Adobe Systems (NASDAQ:ADBE) can Photoshop its second-quarter results all it wants. I'm still going to be disappointed by these numbers, even if you gloss over a few of the biggest blemishes.

The maker of software for creative professionals reported a 19% year-over-year revenue gain at $887 million and $0.40 in GAAP earnings per share -- up from $0.25 per share last year.

Growth like that would be awesome if the reporting company was a stagnant giant like Oracle (NASDAQ:ORCL) or IBM (NYSE:IBM). Those big boys are so massive that they pretty much have to buy their growth these days rather than earning it organically.

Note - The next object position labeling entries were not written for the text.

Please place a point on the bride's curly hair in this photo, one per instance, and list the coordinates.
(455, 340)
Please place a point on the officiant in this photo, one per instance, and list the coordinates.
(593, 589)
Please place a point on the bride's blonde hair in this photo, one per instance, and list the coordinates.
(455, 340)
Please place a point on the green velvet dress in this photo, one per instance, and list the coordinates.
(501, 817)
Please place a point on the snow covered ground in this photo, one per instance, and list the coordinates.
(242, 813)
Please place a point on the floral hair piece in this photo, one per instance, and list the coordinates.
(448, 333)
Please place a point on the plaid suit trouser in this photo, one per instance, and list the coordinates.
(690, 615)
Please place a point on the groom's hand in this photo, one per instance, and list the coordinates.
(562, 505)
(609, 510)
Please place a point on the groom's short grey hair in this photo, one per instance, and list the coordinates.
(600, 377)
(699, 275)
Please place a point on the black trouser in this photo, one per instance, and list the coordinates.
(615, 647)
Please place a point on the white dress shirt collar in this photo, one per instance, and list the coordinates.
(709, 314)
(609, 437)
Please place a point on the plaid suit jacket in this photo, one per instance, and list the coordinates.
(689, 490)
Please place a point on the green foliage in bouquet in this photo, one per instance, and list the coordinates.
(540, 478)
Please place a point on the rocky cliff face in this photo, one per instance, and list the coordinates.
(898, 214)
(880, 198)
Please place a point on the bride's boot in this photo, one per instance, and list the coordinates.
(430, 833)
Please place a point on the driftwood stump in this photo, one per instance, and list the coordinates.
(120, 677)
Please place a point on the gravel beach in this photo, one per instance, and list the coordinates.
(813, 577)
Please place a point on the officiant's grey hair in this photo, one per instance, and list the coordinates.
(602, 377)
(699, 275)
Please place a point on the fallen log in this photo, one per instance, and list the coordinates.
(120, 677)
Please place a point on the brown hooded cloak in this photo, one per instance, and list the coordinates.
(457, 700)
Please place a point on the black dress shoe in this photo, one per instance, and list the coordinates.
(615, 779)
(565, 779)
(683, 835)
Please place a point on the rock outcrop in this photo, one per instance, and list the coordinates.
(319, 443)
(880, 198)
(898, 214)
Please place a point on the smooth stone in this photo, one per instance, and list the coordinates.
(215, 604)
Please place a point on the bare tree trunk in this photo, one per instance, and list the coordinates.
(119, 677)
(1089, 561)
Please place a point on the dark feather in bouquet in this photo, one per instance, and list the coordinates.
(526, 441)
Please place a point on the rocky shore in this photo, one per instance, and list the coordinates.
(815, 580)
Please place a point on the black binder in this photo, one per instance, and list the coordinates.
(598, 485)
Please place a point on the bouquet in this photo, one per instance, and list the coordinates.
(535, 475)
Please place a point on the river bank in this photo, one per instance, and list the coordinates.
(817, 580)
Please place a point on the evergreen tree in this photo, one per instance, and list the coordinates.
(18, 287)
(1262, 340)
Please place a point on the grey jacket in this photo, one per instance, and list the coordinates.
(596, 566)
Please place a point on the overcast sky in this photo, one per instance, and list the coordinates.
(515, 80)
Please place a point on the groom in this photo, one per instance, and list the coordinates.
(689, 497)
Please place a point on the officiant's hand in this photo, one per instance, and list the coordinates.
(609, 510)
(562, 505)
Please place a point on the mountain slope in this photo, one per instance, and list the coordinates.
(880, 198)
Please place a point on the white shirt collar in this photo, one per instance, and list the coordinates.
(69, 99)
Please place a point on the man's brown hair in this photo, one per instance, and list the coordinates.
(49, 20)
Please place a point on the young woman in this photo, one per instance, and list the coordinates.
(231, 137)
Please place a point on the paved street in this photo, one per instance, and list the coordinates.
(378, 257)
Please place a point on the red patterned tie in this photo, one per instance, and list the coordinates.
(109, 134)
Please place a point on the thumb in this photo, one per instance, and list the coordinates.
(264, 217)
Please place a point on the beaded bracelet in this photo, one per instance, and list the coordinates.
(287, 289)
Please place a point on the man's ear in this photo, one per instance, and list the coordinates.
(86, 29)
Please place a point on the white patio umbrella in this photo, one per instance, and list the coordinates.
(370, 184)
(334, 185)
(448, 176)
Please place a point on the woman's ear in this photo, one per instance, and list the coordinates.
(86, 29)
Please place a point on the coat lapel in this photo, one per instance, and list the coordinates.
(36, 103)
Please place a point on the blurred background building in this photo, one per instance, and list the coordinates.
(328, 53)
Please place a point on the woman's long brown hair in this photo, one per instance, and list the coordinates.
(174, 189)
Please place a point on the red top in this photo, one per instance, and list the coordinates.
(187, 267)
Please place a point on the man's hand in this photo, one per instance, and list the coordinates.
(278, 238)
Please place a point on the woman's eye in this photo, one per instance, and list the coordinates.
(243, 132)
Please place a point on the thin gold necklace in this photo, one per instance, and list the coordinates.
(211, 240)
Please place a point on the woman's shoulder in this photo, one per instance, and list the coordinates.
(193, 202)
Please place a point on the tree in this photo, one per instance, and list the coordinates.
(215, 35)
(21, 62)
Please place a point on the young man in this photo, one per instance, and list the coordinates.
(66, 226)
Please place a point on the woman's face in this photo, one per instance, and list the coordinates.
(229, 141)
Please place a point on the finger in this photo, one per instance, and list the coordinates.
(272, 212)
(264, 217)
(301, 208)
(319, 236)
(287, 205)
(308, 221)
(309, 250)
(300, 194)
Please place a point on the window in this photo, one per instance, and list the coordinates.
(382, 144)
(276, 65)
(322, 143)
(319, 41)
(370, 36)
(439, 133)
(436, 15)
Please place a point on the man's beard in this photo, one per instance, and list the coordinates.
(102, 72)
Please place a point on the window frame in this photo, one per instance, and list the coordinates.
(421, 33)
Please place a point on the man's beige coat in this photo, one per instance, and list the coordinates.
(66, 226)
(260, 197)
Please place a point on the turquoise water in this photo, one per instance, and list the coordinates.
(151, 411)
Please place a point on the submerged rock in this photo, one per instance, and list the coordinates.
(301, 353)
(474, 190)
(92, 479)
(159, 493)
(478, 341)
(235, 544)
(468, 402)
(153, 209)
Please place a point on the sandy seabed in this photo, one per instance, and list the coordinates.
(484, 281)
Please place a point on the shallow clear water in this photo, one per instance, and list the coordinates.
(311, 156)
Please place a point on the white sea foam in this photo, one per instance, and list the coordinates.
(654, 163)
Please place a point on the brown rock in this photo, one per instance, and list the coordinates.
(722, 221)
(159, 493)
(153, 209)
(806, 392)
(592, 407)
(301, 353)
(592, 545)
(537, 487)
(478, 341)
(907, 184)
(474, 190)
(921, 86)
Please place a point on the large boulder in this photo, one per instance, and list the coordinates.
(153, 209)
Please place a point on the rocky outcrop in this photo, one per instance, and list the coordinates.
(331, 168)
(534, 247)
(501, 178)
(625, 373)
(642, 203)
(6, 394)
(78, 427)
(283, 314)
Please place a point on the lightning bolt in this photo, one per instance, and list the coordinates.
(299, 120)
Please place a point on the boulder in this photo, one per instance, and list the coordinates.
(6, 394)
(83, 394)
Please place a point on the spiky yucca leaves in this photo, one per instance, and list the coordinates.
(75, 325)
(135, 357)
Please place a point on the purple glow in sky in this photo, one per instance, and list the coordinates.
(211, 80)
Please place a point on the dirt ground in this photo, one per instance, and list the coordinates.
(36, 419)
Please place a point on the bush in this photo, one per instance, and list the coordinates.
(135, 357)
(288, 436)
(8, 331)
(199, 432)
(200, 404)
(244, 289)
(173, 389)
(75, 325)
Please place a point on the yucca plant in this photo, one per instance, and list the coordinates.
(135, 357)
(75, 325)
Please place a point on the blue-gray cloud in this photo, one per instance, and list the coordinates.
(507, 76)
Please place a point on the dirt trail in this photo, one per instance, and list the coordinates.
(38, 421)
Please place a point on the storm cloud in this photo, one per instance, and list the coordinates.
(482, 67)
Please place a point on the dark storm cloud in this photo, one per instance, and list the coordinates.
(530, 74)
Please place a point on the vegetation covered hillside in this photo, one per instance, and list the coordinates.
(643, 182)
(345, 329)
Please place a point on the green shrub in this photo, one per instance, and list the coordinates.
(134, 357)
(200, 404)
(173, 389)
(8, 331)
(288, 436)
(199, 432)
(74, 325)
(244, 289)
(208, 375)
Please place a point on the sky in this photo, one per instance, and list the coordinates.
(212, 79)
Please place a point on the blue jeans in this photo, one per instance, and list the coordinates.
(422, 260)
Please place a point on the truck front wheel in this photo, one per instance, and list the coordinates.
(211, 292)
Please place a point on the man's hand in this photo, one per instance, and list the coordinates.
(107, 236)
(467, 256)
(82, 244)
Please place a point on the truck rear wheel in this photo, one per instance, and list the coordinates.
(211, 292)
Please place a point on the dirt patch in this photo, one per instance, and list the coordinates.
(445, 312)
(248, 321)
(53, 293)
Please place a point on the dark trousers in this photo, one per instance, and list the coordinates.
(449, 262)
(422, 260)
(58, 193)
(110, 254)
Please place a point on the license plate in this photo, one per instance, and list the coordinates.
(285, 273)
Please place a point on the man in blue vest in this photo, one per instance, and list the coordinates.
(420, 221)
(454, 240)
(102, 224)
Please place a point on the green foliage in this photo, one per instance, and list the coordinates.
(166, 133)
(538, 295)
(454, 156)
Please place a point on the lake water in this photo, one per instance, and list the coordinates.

But for Adobe, it's a letdown. The annual sales growth in the last three quarters was 41%, 34%, and 37%, in that order, so a mere 19% is a very weak trend.

And where management waxed poetic in recent earnings reports about demand for its software products, there was nary a product name mentioned this time in the press release. Instead, CEO Shantanu Narayen focused on "the product mix and geographic diversity of our business." Again, that's fine for a global powerhouse like IBM or Hewlett-Packard (NYSE:HPQ), but less so for an inveterate but still not-too-huge operation like Adobe, where the "proliferation of digital content" is supposed to drive explosive growth even here in the U.S.

Color me unimpressed by Adobe. Is the company lowballing us to set itself up for a buyout by some rich rival in digital media, like Apple (NASDAQ:AAPL) or Microsoft (NASDAQ:MSFT)? Nah, too much conspiracy theory for my tastes. All the same, I wouldn't be surprised to see this corner of the market consolidate a bit -- starting with Adobe.